Unraveling the PowerSchool Mystery: Are Schools Facing a New Wave of Cyber Threats?

Months after education software provider PowerSchool paid a ransom in an effort to secure the deletion of stolen data, multiple school districts report they are now being targeted for extortion by someone claiming that the attacker never erased the Company’s compromised files.

PowerSchool, whose K-12 educational platform supports roughly 60 million students across North America, experienced a significant breach in December 2024. A hacker, using a single stolen credential, gained expansive access to highly sensitive personal information, including students’ Social Security numbers and health data.

In response to the incident, PowerSchool stated at the time that they opted to pay an undisclosed ransom to the hacker, hoping that doing so would prevent the compromised information from ever becoming public. However, the full details of the ransom payment, including the amount, have not been made available.

Earlier this week, the Toronto District School Board, responsible for approximately 240,000 students annually, reported receiving threats from an individual claiming to possess and use the same data that PowerSchool had previously acknowledged was stolen and supposedly deleted. Other districts in North America, including several in North Carolina, have received similar extortion notices.

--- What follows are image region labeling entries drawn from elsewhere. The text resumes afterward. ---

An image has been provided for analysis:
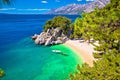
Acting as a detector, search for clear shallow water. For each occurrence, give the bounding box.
[0,14,82,80]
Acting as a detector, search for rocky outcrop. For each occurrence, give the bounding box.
[32,28,68,46]
[46,0,110,14]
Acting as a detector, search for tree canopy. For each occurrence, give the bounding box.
[70,0,120,80]
[44,16,71,34]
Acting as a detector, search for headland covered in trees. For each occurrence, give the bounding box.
[32,0,120,80]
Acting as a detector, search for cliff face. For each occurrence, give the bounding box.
[47,0,110,14]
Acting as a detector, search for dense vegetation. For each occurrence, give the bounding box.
[0,0,11,80]
[44,16,72,34]
[0,69,5,80]
[70,0,120,80]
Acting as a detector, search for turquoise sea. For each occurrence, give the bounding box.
[0,14,82,80]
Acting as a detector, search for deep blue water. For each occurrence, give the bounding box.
[0,14,82,80]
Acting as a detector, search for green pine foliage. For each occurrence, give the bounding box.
[44,16,72,34]
[70,0,120,80]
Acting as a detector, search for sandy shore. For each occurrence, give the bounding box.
[64,40,95,67]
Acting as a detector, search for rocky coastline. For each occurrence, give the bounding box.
[31,28,69,46]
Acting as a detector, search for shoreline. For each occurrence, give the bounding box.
[64,40,95,67]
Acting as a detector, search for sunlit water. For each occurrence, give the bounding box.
[0,14,82,80]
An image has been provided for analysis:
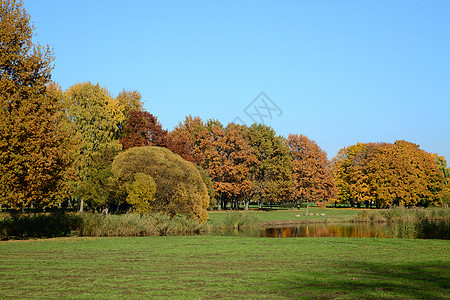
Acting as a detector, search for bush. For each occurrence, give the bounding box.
[112,146,209,222]
[79,213,208,236]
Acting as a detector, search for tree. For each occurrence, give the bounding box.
[167,116,205,164]
[127,173,156,215]
[332,143,386,207]
[64,82,123,210]
[0,0,70,209]
[120,110,167,149]
[116,89,144,118]
[333,141,443,207]
[112,146,209,222]
[194,120,256,209]
[369,141,443,206]
[285,134,336,207]
[247,124,292,203]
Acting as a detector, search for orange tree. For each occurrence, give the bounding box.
[333,141,444,207]
[194,120,255,209]
[285,134,336,207]
[246,124,293,205]
[120,110,167,149]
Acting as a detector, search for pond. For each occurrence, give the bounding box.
[213,221,450,239]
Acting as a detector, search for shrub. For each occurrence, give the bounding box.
[112,146,209,222]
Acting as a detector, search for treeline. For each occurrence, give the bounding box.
[0,0,449,221]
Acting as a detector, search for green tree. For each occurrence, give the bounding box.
[64,82,123,210]
[285,134,336,207]
[127,173,156,215]
[112,146,209,222]
[0,0,70,209]
[247,124,293,204]
[116,89,144,118]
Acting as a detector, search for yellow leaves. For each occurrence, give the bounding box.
[126,173,156,215]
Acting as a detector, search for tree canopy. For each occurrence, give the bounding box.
[0,1,70,209]
[112,146,209,222]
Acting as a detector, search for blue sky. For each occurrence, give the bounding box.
[24,0,450,159]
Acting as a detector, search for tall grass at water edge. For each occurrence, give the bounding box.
[0,213,209,240]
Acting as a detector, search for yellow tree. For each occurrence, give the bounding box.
[0,0,70,209]
[285,134,336,207]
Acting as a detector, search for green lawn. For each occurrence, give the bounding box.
[208,207,363,223]
[0,236,450,299]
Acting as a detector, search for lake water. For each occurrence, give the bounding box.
[213,221,450,239]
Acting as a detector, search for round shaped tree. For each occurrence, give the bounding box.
[112,146,209,222]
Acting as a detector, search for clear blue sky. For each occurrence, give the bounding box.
[24,0,450,159]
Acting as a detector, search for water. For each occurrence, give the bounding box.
[213,221,450,239]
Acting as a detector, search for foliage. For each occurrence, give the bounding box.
[247,124,293,203]
[167,115,205,164]
[112,146,209,222]
[127,173,156,215]
[0,236,450,299]
[285,134,336,202]
[64,82,124,207]
[0,1,70,209]
[0,213,81,240]
[120,110,167,149]
[193,120,256,209]
[116,89,144,118]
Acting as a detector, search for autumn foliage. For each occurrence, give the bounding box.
[120,110,167,149]
[333,141,444,207]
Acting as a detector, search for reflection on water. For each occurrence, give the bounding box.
[260,224,384,237]
[215,223,385,238]
[212,220,450,240]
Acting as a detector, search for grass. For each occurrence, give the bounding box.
[0,236,450,299]
[0,213,209,240]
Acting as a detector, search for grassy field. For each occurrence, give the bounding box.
[0,236,450,299]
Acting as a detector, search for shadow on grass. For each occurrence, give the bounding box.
[273,254,450,299]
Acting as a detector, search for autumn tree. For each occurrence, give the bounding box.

A representative for PowerSchool confirmed recently that some districts using the company’s educational software have indeed received extortion threats involving the original December breach data. Beth Keebler, a spokesperson for the company, reiterated that this did not represent a new security breach, pointing out that the data samples provided by the extortionist match exactly what was compromised last year.

Security experts and law enforcement agencies typically advise against paying ransoms in cyber incidents since hackers frequently maintain copies of stolen data, often opting to extort victims or sell the information later, regardless of any assurances they may offer.

The company has not said precisely how many people were impacted by the original breach. However, several school districts confirmed the theft involved all their historical student and teacher data. In Toronto’s case, stolen records stretch as far back as 2009, potentially affecting millions of former and current students and educators.